Algérie : des journalistes condamnés à de lourdes peines de prison

mercredi 9 septembre 2020.
 

La campagne de harcèlement des médias est de plus en plus offensive. Deux journalistes reconnus ont récemment été condamnés à de lourdes peines de prison pour avoir simplement exprimé leurs opinions ou couvert des manifestations.

Depuis février 2019, le mouvement de protestation du Hirak appelle à un changement politique radical en Algérie. Dans ce contexte, au moins huit journalistes ont été emprisonnés sur la base d’accusations fausses simplement pour avoir couvert les manifestations du mouvement ou pour leurs publications sur les réseaux sociaux. Plusieurs sites Internet d’information connus pour leur position critique à l’égard du gouvernement ont même vu leur accès aux réseaux algériens bloqués.
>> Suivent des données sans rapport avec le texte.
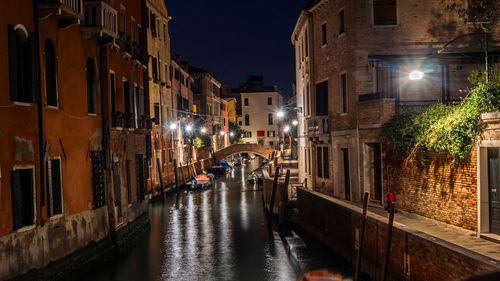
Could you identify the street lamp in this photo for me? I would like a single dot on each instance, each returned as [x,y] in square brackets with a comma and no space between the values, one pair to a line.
[416,75]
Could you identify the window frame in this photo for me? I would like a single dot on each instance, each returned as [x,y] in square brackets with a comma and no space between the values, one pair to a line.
[94,86]
[384,26]
[33,225]
[56,216]
[48,40]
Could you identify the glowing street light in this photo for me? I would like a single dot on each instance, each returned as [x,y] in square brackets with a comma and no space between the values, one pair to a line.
[416,75]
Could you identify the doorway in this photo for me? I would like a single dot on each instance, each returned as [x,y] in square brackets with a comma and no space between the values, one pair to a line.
[493,185]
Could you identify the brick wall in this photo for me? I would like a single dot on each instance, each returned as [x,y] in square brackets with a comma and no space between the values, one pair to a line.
[414,255]
[437,186]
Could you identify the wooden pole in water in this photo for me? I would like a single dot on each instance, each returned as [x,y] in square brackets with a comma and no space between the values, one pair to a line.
[389,238]
[361,237]
[284,199]
[176,176]
[158,165]
[273,193]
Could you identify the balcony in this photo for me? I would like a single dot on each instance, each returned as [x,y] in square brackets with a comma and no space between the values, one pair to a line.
[318,127]
[101,20]
[67,11]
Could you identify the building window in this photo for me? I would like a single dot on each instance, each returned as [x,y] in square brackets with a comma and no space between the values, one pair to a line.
[322,99]
[165,32]
[140,171]
[385,12]
[132,30]
[386,81]
[323,34]
[97,178]
[307,43]
[22,65]
[112,89]
[123,19]
[322,162]
[50,65]
[22,198]
[129,186]
[126,99]
[341,22]
[343,89]
[157,113]
[54,189]
[347,178]
[91,87]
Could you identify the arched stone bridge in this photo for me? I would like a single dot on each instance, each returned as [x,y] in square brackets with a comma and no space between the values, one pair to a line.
[261,150]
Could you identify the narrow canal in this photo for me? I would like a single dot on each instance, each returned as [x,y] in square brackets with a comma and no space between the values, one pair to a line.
[217,234]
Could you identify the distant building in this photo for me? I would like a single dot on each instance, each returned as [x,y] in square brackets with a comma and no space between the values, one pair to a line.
[259,107]
[160,93]
[206,92]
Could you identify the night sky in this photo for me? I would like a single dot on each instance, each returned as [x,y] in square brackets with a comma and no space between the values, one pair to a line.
[234,38]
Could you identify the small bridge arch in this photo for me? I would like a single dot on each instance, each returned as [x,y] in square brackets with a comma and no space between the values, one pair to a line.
[261,150]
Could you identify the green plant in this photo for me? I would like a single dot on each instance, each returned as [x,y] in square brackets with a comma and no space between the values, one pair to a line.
[451,129]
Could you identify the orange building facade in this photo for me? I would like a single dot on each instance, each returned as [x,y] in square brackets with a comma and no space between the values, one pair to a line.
[75,143]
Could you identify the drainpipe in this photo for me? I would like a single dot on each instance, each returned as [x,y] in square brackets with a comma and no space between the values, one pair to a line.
[40,113]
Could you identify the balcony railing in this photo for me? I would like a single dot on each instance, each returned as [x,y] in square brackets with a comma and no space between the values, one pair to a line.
[318,126]
[100,19]
[64,9]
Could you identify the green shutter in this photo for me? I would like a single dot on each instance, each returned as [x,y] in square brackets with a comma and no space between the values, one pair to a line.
[13,67]
[34,68]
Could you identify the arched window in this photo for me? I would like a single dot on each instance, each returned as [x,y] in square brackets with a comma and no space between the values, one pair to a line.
[91,87]
[49,57]
[247,120]
[22,70]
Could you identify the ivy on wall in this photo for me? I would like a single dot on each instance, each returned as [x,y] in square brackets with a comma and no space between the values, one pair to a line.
[441,128]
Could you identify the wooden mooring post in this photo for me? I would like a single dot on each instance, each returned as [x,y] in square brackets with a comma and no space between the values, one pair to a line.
[158,165]
[284,200]
[361,237]
[388,246]
[176,176]
[273,193]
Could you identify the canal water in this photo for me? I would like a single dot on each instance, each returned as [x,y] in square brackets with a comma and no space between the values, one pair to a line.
[217,234]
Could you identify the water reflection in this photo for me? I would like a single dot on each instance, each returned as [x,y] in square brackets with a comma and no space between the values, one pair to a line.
[217,234]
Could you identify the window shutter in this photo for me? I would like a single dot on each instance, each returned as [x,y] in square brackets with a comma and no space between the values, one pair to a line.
[13,67]
[34,68]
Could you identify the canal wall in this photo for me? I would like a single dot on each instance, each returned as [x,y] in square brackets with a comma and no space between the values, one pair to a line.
[65,249]
[414,255]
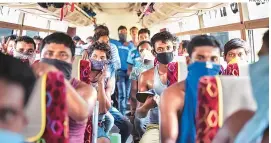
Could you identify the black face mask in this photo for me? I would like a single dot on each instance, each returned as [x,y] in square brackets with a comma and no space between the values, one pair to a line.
[165,58]
[64,67]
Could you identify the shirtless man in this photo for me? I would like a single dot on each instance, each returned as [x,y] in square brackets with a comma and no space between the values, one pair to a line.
[156,79]
[201,49]
[245,125]
[57,54]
Les autorités algériennes sont prêtes à tout pour réduire au silence les voix critiques.

Harcèlement judiciaire de journalistes

Ces derniers temps, de nombreux journalistes ont été sanctionnés simplement pour avoir fait leur travail. Le 10 août 2020, le tribunal de première instance de Sidi M’hamed, à Alger, a condamné le journaliste de renom Khaled Drareni à trois ans de prison pour avoir couvert une manifestation du mouvement de protestation du Hirak, ainsi que pour ses interventions dans des médias étrangers. Il a été déclaré coupable en même temps que Samir Benlarbi et Slimane Hamitouche, deux figures importantes du Hirak, tous deux condamnés à deux ans de prison avec sursis. Khaled Drareni, Samir Benlarbi et Slimane Hamitouche ont fait appel de leur condamnation, et un procès en appel doit s’ouvrir le 8 septembre 2020.
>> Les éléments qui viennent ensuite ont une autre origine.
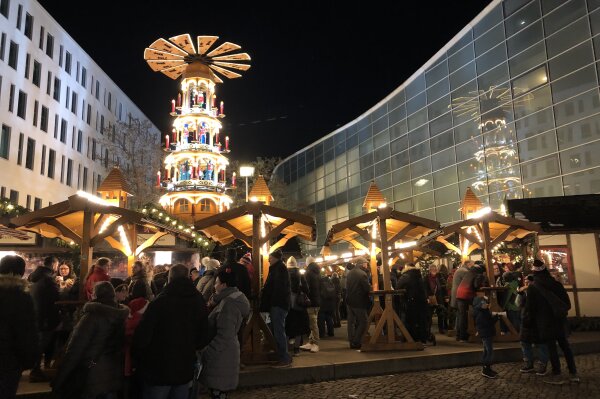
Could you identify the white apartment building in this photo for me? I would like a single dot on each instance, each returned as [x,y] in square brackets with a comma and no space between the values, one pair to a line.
[54,103]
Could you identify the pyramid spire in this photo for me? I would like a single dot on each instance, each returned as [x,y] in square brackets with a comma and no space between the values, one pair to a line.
[374,198]
[260,191]
[470,203]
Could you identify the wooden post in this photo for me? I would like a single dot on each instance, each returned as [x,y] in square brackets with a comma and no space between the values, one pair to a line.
[86,251]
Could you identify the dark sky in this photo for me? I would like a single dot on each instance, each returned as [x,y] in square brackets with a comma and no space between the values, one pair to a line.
[316,65]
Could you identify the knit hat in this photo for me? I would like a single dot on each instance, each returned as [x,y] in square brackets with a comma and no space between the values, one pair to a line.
[137,304]
[246,260]
[292,262]
[212,264]
[538,266]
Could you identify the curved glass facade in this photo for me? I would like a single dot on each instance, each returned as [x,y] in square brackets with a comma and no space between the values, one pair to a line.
[510,107]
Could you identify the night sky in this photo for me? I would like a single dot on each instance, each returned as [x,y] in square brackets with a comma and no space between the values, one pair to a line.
[316,65]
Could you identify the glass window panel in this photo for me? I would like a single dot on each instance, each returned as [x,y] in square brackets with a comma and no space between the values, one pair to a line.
[419,151]
[568,13]
[493,17]
[546,188]
[571,60]
[418,135]
[443,159]
[580,158]
[401,175]
[417,119]
[568,37]
[577,133]
[530,103]
[415,87]
[421,167]
[574,83]
[446,195]
[528,59]
[460,58]
[438,90]
[523,18]
[489,40]
[538,146]
[524,39]
[494,77]
[535,123]
[444,177]
[400,159]
[540,169]
[436,73]
[423,201]
[530,81]
[491,58]
[586,182]
[440,124]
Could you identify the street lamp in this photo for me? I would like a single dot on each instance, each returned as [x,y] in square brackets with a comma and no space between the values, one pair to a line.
[246,171]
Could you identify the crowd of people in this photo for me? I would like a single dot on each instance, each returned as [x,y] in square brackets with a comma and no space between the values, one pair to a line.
[164,330]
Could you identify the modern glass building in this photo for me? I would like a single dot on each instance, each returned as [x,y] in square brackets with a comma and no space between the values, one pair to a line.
[510,107]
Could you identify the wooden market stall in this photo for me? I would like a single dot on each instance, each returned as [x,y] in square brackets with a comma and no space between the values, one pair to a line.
[382,229]
[257,224]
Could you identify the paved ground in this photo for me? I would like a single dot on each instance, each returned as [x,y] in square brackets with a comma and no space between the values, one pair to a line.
[441,384]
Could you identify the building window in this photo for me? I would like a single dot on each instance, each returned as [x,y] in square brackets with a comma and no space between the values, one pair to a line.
[44,119]
[4,7]
[5,142]
[43,163]
[51,163]
[30,156]
[11,99]
[22,105]
[56,94]
[63,131]
[68,62]
[49,45]
[36,106]
[27,64]
[20,150]
[28,25]
[69,172]
[13,55]
[37,73]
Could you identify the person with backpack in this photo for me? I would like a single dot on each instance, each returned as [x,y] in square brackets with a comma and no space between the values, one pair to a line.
[548,304]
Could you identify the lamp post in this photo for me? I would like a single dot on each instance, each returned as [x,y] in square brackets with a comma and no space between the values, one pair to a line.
[246,171]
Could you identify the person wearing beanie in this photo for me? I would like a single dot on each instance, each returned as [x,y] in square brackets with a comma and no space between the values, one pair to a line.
[276,299]
[548,304]
[103,319]
[240,272]
[19,347]
[206,285]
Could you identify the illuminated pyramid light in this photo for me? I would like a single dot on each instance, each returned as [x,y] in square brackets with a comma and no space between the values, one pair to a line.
[195,167]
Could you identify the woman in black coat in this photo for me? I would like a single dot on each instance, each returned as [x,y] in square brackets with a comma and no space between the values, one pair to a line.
[93,364]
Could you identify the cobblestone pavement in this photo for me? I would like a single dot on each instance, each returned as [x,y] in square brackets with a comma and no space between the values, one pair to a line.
[445,384]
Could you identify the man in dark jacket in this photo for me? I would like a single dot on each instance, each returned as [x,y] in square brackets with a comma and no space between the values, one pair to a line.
[357,302]
[18,335]
[276,300]
[45,293]
[416,302]
[548,304]
[94,358]
[242,277]
[313,279]
[173,326]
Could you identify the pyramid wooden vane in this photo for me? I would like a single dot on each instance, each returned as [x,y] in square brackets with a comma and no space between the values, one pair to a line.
[374,198]
[470,204]
[260,191]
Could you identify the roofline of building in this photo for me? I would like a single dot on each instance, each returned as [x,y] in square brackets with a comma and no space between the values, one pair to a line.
[418,72]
Le 24 août 2020, un tribunal de première instance de la ville de Constantine a condamné Abdelkrim Zeghileche, directeur de la radio indépendante Radio Sarbacan, à deux ans d’emprisonnement en raison de deux de ses publications sur Facebook. D’après l’un de ses avocats, l’une des publications qui qualifiait le président algérien Abdelmadjid Tebboune d’« imposteur placé au pouvoir par l’armée » est à l’origine des poursuites pour « atteinte à la personne du président de la République ». Depuis son arrestation, le 23 juin 2020, Abdelkrim Zeghileche est détenu à la prison de Koudiat, à Constantine. D’autres journalistes ont également été pris pour cible par les autorités pour avoir fait leur travail. C’est le cas de Mustapha Bendjama, rédacteur en chef du journal Le Provincial, Ali Djamel Toubal, correspondant du journal Ennahar ou encore Merzoug Touati, journaliste du site L’avant Garde Algérie.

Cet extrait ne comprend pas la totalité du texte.